The neurosurgeons place our custom carbon-fiber microsensors into the caudate or putamen, using one of five potential microelectrode recording trajectories made available by a five-hole “Ben-gun” array, at depths that do not surpass treatment depths deemed safe during planning stages. The carbon-fiber microsensors are constructed by our laboratory to match the dimensions of the tungsten microelectrodes used for functional mapping during DBS electrode implantation surgery. These custom carbon fiber microelectrodes have passed a successful Ethylene Oxide Sterilization Exposure and Sterility Audit conducted by BioLabs to ensure preoperative ethylene oxide treatment fully sterilizes the carbon-fiber microsensor electrodes. These electrodes have also been validated and approved for autoclave and hydrogen peroxide sterilization.

The research protocol adds a maximum of 30 additional minutes to the DBS surgery time and requires an informed consent process that takes place ahead of the surgery [1–4,12]. This compares to an average overall DBS operating time previously reported as 4 hours for unilateral and 4.7 hours for bilateral surgeries [21]. While the research team measures neurotransmitter levels, participants complete behavioral tasks displayed on a computer monitor and input decisions using a standard gaming controller [1–4,12]. Research records were also screened to determine the number of patients consenting to versus completing research protocols during their DBS surgeries.

Statistics

All statistical analyses were conducting using RStudio [22]. We used Fisher’s Exact test (FET) to compare 30-day infection rates following Phase 1 DBS electrode implantation procedures across patients that did and did not participate in our DBS research protocol during their Phase 1 DBS procedure.

Results

We identified 602 patients who had a Phase 1 DBS electrode implantation procedure performed at Wake Forest Baptist Medical Center between January 2011 through October 2020 using our specific ICD codes for infection (Fig 1). Of those 602 patients, 486 patients met criteria for having a Phase 1 DBS procedure that did not include the research protocol (‘non-research’), and an additional 116 patients met criteria for Phase 1 DBS procedures that did include the research protocol (‘research’).

Download:

Fig 1. Acquisition of cases by medical record review.

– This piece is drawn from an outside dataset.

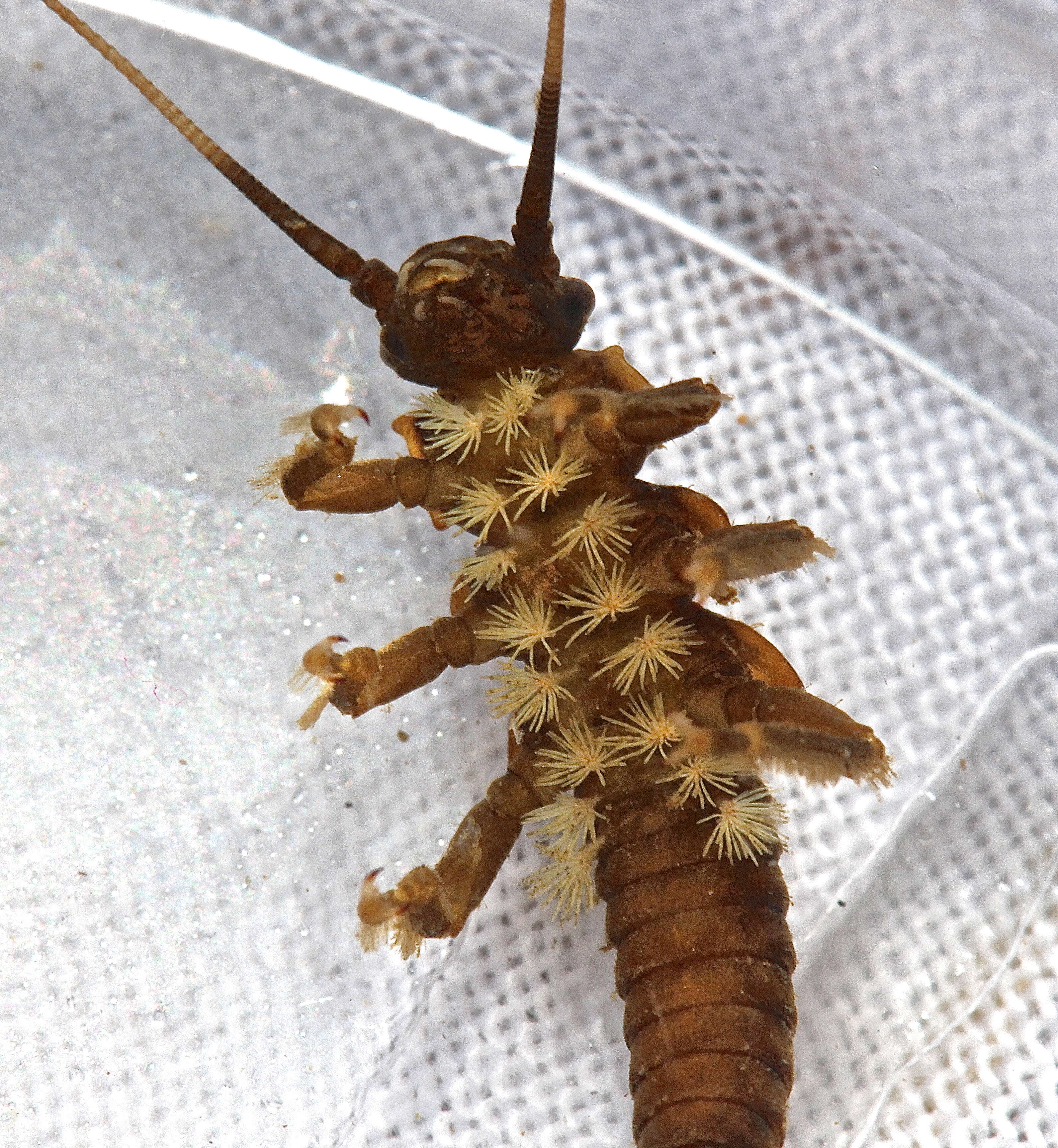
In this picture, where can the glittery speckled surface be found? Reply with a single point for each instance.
(182, 865)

Flowchart demonstrating the acquisition and filtering of deep brain stimulation (DBS) procedures (or cases) from the electronic medical record (EMR) using International Classification of Diseases (ICD) codes. There is no statistically significant difference between the non-research and research DBS groups in the 30-day infection rates (0.21% vs. 1.72%; p = 0.0966, FET).

https://doi.org/10.1371/journal.pone.0271348.g001

Of the 486 non-research DBS patients, there was 1 infection within 30 days of the DBS procedure (0.21% of patients). Of the 116 research DBS patients, there were 2 within 30 days of the DBS procedure (1.72% of patients, Fig 1). Using FET, we determined that there is no statistically significant difference between the non-research and research DBS groups in the 30-day infection rates (0.21% vs. 1.72%; p = 0.0966, FET, Fig 1).

The infectious pathogens in the research group were reported to be: Methicillin-resistant Staphylococcus aureus (MRSA), Methicillin-sensitive Staphylococcus aureus (MSSA), and Serratia marcescens. All of these pathogens have been reported in the literature as potential causes of post-operative infections after DBS, with the Staphylococcus genus the most common culprit [23].

We also identified the yearly number of patients who were approached for consent to participate in research, and the actual number of patients who completed the research study starting in April 2012 and continuing through December 2020 (Table 1). The diagnoses of consented patients were also identified (Table 2). Reasons for consenting but not completing a research protocol can be influenced by the individual anatomy of each participant (i.e. no good trajectory connecting striatum and target).

Download:

Table 2. Diagnoses of patients consented for DBS research surgeries.

https://doi.org/10.1371/journal.pone.0271348.t002

Discussion/Conclusion

Our results investigating the infection rates of DBS surgery patients with and without a 30-minute invasive research procedure during DBS electrode implantation demonstrate that there is no difference in 30-day infection rates between groups. This is consistent with the conclusion that these experiments can be performed without increasing the risk of infection in these patient populations. Further confidence in our results can be found in a comparison to studies reporting similar 30-day infection rates to our results. Our 30-day infection rates of 0.21% for non-research and 1.72% for research procedures are comparable to—and even lower than—similar studies reporting 30-day infection rates of 2.01% [17] and 3.1% [20] where intracranial research was not performed. The infectious pathogens reported for the research infections (MRSA, MSSA, and Serratia marcescens) have all been reported as potential infectious causes in post-operative DBS infections [23]. This provides further support that the 30-minute research period introduces no new infection related risks to patients.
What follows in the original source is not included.